# 93 Altima cut-off and will not start



## MrJPorter (Aug 21, 2006)

I was driving home about 2 days ago and my altima cut off on me all of a sudden. Many lights in the instrument cluster popped on at once including the check engine light, oil light, seat belt light, etc... At that moment I lost my power steering as well and the car completely shut off. 

When we tried to restart it the car cranks but it will not catch (start). Yesterday I looked under the hood again to try and diagnose the problem. The fuel pump and fuel filter are good (It gets gas). The spark plugs are good and there is no oil in the distributor (it gets fire... Very good fire). We also tried testing the fuel pressure and that seemed to be decent. The security fuses were also checked and they were perfect. 

After many headaches we went to see what codes popped up from the ECM and got 3 long pulses and 4 short ones indicating a knock sensor problem. We've removed the knock sensor and tested it's resitivity and the harness wiring continuity... Everything seems to be coming out fine. 

Does anyone else have any suggestions to get my Altima back running again???


----------



## MrJPorter (Aug 21, 2006)

By the way, the spark plugs are looking mighty fine as well...


----------



## enjoy_incubus (Aug 26, 2004)

check your main fuses and your belts.


----------



## MrJPorter (Aug 21, 2006)

enjoy_incubus said:


> check your main fuses and your belts.


We checked all fuses and they work. Which belts are we supposed to check (and how)?


----------



## LONDONDERRY (May 19, 2004)

Do this. Remove the distributor car and rotor then the cover on the distributor itself. If there is any oil present there, then you have a bad distributor. Veyr common problem


----------



## mnoerpel (Feb 19, 2006)

The Same thing happened to my 1994 Altima last night. I let my roommate borrow my car and she said it stalled right before they got home, but she was able to start it up again and drive it the 100 yards to our house, but she said it was steaming. This morning I checked on it and there was no coolant in it at all. I filled it up, but it wouldn't start. The ECM gave me the code 34, knock sensor. It's sitting in my muddy driveway and I can't get to the knock sensor, but I checked the distributor and there is a small crack on the cap (I may have actually done this when I removed it, but it's) and the distributor is loose.

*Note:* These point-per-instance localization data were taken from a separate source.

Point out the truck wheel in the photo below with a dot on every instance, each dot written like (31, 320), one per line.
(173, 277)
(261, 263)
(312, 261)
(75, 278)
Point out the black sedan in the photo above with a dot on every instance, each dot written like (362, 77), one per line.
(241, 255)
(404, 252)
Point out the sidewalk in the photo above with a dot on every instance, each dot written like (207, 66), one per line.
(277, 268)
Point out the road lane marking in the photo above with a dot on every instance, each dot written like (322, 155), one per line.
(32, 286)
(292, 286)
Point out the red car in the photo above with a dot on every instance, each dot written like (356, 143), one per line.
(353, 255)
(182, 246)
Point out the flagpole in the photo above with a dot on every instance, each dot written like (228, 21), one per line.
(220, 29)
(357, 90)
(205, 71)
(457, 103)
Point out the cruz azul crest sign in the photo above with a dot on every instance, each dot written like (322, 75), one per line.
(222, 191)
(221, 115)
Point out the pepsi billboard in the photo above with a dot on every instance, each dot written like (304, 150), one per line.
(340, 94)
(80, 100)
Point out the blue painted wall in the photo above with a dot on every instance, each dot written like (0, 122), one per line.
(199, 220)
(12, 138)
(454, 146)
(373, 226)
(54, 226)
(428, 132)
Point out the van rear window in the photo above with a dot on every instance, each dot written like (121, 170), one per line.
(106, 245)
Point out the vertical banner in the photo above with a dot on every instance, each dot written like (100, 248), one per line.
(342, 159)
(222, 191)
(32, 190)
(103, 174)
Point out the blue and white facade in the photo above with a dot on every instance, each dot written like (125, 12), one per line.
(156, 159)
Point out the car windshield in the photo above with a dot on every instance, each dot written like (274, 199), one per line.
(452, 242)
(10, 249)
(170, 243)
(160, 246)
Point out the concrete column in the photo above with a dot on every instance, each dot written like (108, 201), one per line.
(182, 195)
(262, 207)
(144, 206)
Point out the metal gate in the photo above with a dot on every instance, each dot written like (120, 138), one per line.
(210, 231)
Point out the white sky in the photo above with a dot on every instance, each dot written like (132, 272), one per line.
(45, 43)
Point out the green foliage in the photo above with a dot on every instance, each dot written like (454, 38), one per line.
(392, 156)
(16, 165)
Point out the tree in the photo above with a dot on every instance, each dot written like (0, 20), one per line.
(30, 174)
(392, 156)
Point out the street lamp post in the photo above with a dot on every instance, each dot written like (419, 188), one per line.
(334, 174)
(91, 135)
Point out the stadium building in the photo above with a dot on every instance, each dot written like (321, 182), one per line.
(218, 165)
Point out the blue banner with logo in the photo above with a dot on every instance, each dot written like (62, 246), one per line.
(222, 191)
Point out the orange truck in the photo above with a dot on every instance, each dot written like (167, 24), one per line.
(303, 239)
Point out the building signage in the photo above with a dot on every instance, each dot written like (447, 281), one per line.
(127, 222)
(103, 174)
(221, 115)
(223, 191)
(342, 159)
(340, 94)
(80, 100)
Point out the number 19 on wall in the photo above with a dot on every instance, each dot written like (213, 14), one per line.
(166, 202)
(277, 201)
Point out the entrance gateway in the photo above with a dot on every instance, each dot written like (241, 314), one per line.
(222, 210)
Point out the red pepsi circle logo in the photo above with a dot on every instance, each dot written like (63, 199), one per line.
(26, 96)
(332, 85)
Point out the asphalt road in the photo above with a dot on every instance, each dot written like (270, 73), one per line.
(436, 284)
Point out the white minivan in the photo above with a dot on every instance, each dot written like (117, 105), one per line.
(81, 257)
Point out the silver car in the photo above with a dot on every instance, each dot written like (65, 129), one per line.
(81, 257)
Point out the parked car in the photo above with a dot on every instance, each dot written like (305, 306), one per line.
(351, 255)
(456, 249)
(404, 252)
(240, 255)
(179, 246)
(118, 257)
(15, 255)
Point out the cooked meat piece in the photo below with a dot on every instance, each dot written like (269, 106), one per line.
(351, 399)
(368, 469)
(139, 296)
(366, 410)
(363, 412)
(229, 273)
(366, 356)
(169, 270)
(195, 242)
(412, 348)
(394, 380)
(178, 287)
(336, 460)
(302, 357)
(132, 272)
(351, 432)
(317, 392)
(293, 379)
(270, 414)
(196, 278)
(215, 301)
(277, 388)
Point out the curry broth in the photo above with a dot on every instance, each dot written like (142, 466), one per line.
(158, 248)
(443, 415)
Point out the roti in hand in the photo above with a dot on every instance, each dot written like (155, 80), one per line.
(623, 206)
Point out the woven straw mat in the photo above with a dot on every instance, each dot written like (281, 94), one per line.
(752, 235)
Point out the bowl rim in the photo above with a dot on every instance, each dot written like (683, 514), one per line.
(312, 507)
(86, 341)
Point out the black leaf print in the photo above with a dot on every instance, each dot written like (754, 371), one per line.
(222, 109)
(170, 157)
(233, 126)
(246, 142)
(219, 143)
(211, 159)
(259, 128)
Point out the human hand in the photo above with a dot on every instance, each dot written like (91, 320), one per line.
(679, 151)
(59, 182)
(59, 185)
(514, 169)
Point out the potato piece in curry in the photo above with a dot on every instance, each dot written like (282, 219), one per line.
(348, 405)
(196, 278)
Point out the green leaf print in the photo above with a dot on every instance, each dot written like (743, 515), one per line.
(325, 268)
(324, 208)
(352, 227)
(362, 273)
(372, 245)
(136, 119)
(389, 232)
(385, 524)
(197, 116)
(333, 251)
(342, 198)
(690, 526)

I don't know if it's supposed to be like that but my intuition and friends who know more about cars than I do, both say it's not. And I didn't see any oil on or around the distributor.

Thanks,

matt


----------



## dmcgreal (May 7, 2006)

*how to check your distributer for oil*

1... take the plug wires off the distributer cap

2... take th distributer cap off set to the side

3... take the rotor off

4... slide the protectant plate off be carefull there is a rubber ring gasket do not loose this the plate is as round as the distributer.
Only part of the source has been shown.